Hunters and fishermen, in search of new and exciting experiences, will not fail to meet with them in the Philippines, and the tourist will find there much that is picturesque, strange or wonderful.
[1] Carabao is the Filipino name for water buffalo.
Chapter XXX
Philippine Lands
Especial interest attaches to the subject of Philippine lands for three reasons: first, the very large majority of small landholders in the islands have no titles; second, there are enormous areas of unoccupied, unclaimed, uncultivated land which are doing no one any good at present and ought to be brought under cultivation as rapidly as possible; third, not only insular government officials, but Mr. Root and Mr. Taft have been very unjustly attacked for the land policy pursued in the Philippines.

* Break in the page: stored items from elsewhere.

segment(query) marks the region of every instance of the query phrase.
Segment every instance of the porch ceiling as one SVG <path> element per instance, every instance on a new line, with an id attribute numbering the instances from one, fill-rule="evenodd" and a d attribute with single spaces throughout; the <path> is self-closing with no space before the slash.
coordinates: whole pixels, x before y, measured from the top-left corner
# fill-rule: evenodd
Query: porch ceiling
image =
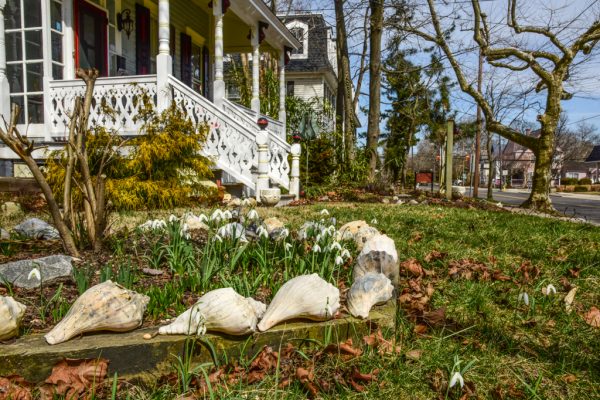
<path id="1" fill-rule="evenodd" d="M 193 0 L 204 11 L 212 15 L 208 7 L 210 0 Z M 269 24 L 265 30 L 264 50 L 281 50 L 284 46 L 298 48 L 300 43 L 273 14 L 262 0 L 232 0 L 231 6 L 223 18 L 223 45 L 226 53 L 250 52 L 252 46 L 247 38 L 250 26 L 259 21 Z"/>

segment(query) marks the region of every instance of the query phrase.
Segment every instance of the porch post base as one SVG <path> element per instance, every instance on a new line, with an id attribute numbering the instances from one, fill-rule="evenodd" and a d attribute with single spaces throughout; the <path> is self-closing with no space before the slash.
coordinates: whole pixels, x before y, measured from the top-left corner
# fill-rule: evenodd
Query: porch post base
<path id="1" fill-rule="evenodd" d="M 156 106 L 158 111 L 164 111 L 171 106 L 172 96 L 169 87 L 169 75 L 173 73 L 173 61 L 170 54 L 156 56 Z"/>
<path id="2" fill-rule="evenodd" d="M 250 109 L 257 114 L 260 114 L 260 100 L 252 99 L 252 101 L 250 102 Z"/>
<path id="3" fill-rule="evenodd" d="M 0 113 L 5 120 L 10 119 L 10 86 L 6 76 L 0 76 Z"/>
<path id="4" fill-rule="evenodd" d="M 216 80 L 213 83 L 213 103 L 219 108 L 223 108 L 223 99 L 225 98 L 225 81 Z"/>
<path id="5" fill-rule="evenodd" d="M 260 191 L 269 188 L 269 136 L 266 131 L 256 133 L 258 146 L 258 178 L 256 179 L 256 200 L 260 201 Z"/>
<path id="6" fill-rule="evenodd" d="M 302 148 L 299 143 L 294 143 L 291 148 L 292 153 L 292 171 L 290 174 L 290 194 L 296 200 L 300 198 L 300 153 Z"/>

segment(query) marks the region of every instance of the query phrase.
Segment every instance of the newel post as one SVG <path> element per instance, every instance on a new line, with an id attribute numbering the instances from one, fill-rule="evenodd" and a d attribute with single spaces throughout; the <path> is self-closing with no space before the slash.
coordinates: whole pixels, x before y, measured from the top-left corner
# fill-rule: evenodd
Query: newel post
<path id="1" fill-rule="evenodd" d="M 213 82 L 213 102 L 223 107 L 225 99 L 225 81 L 223 80 L 223 0 L 213 0 L 213 16 L 215 21 L 215 80 Z"/>
<path id="2" fill-rule="evenodd" d="M 259 130 L 256 133 L 258 146 L 258 178 L 256 179 L 256 200 L 260 201 L 260 191 L 269 188 L 269 133 L 267 119 L 259 118 Z"/>
<path id="3" fill-rule="evenodd" d="M 292 144 L 292 171 L 290 173 L 290 194 L 300 198 L 300 153 L 302 148 L 300 143 Z"/>
<path id="4" fill-rule="evenodd" d="M 171 105 L 171 90 L 169 75 L 173 73 L 173 60 L 169 35 L 170 17 L 169 0 L 158 1 L 158 55 L 156 56 L 156 105 L 159 111 L 166 110 Z"/>

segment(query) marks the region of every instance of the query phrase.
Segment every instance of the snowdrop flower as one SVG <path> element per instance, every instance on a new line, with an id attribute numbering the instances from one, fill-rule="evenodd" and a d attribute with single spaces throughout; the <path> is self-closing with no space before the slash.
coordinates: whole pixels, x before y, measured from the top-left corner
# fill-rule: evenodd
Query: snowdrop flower
<path id="1" fill-rule="evenodd" d="M 312 248 L 313 253 L 320 253 L 321 252 L 321 246 L 319 246 L 318 244 L 315 244 Z"/>
<path id="2" fill-rule="evenodd" d="M 525 292 L 519 293 L 519 298 L 517 299 L 517 301 L 521 301 L 523 300 L 523 303 L 525 303 L 526 306 L 529 305 L 529 295 Z"/>
<path id="3" fill-rule="evenodd" d="M 338 243 L 338 242 L 333 242 L 329 245 L 329 250 L 333 251 L 333 250 L 342 250 L 342 246 Z"/>
<path id="4" fill-rule="evenodd" d="M 29 275 L 27 275 L 27 280 L 30 280 L 31 278 L 35 278 L 38 281 L 41 281 L 42 280 L 42 275 L 40 274 L 40 270 L 37 269 L 37 268 L 32 269 L 29 272 Z"/>
<path id="5" fill-rule="evenodd" d="M 167 223 L 162 219 L 155 219 L 150 222 L 150 229 L 162 229 L 167 227 Z M 145 225 L 145 224 L 144 224 Z"/>
<path id="6" fill-rule="evenodd" d="M 500 208 L 502 208 L 502 203 L 498 202 L 498 203 L 496 204 L 496 207 L 500 207 Z"/>
<path id="7" fill-rule="evenodd" d="M 218 208 L 210 216 L 211 221 L 219 222 L 222 219 L 223 219 L 223 211 L 219 210 Z"/>
<path id="8" fill-rule="evenodd" d="M 329 233 L 331 236 L 333 236 L 335 234 L 335 226 L 329 225 L 327 227 L 327 233 Z"/>
<path id="9" fill-rule="evenodd" d="M 200 222 L 208 222 L 208 217 L 204 214 L 200 214 L 198 216 L 198 219 L 200 220 Z"/>
<path id="10" fill-rule="evenodd" d="M 230 220 L 231 218 L 233 218 L 233 214 L 231 213 L 231 211 L 225 210 L 223 212 L 223 218 L 226 220 Z"/>
<path id="11" fill-rule="evenodd" d="M 377 225 L 377 218 L 373 218 L 373 219 L 371 220 L 371 223 L 372 223 L 373 225 Z"/>
<path id="12" fill-rule="evenodd" d="M 335 258 L 335 265 L 342 265 L 344 264 L 344 259 L 341 256 L 337 256 Z"/>
<path id="13" fill-rule="evenodd" d="M 219 242 L 219 243 L 223 243 L 223 238 L 219 235 L 215 235 L 213 237 L 213 242 Z"/>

As regards ownership, some 31,879 square miles may be considered to be private land to which owners have obtained titles or could have done so had they known how to assert their rights. Only about 8937 square miles of this total amount are estimated to be under cultivation at the present time.
Excepting only private lands and a few acres belonging to municipal or provincial governments or to the insular government as the case may be, the remaining land constitutes the public domain of the Philippine Islands which is the property of the government of the United States, but is administered by the insular government. It is made up of forest land, mineral land, agricultural land, and foreshore and land under water.
Fifty-four thousand square miles are estimated to be forest land. The rest is now provisionally classified as agricultural land for the reason that the mineral land and foreshore have never been segregated.